- Unutmayın, her yarışın sadece bir kazananı olur...
Amerikan tarzı dediğimiz bu değil mi?
Yüzlerce insanın ödüle kavuşmak için nefes nefese,
birbirini tepeleyerek, çelmeyerek yarıştığı, bedenini
taşıyamazken bile dansı sürdürmeye çabaladığı büyük
maratonun, maratonların romanı Atları da Vururlar.
Biri Bizi Gözetliyordan başlayarak, Dokun Bana, Uçur
Beni, Kim Gitsin, En Zayıf Halka, Popstar, Türkiyenin
Yıldızları... Benimle Evlenir misin, Gelinim Olur musun,
İkinci Bahar ve daha onlarca yarışma, reality show...
Her hafta birileri eleniyor, düşlerine veda ediyor,
gözyaşları içinde uğurlanıyor. Birileri ipten dönüyor,
birileri o gün için zafer kürsüsüne çıkıyor... Yarın
meçhul! Yarışmacılar ve onları oylayan izleyiciler, 100
- 150 günlük maratonlarla hayat oyunuyorlar. Yıllardır
ekranda izlediğimiz birbirini takip eden büyük yarış.

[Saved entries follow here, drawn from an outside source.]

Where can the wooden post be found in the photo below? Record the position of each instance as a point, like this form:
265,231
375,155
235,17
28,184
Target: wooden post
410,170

Atları da Vururlar işte bunun romanı.
Heyecanlı, eğlenceli görünen, gerçekteyse insanlık dışı
dramlara sahne olan şovun içyüzü çıkıyor önümüze. Büyük
curcuna, gürültü, "oyun"da ve hayatta kalmak için kıran
kırana mücadele şeklinde izlediğimiz tüm yarışların,
reality showların çıplak gerçekliği: İnsan ve hayat şov
malzemesi olursa, ne olur?
Horace McCoyun kendi yaşantısından, tanıklığından,
deneyimlerinden ürettiği belgesel romanı Atları da
Vururlar'dan uyarlanan film, bir sinema klasiği. TV
kanallarında gösteriliyor.
Sydney Pollackın yönettiği, başrolü Jane Fondanın
oynadığı filmle Gig Yong, En İyi Yardımcı Oyuncu
Oscarını aldı.
Ankara Devlet Tiyatrosu romanı aynı adla sahneye taşıdı
ve 2004-2005 sezonunda kapalı gişe oynadı.
Okan Bayülgen, Fikret Kuşkan ve Pamela Spancein
başrolleri paylaştığı müzikal büyük ilgiyle
karşılandı.
Bazen şiirsel, bazen acımasızca zalim anlatımıyla Atları
da Vururlar, ironiyle korkuyu asla erişilemeyecek
yoğunluk ve derinlikte birleştiriyor.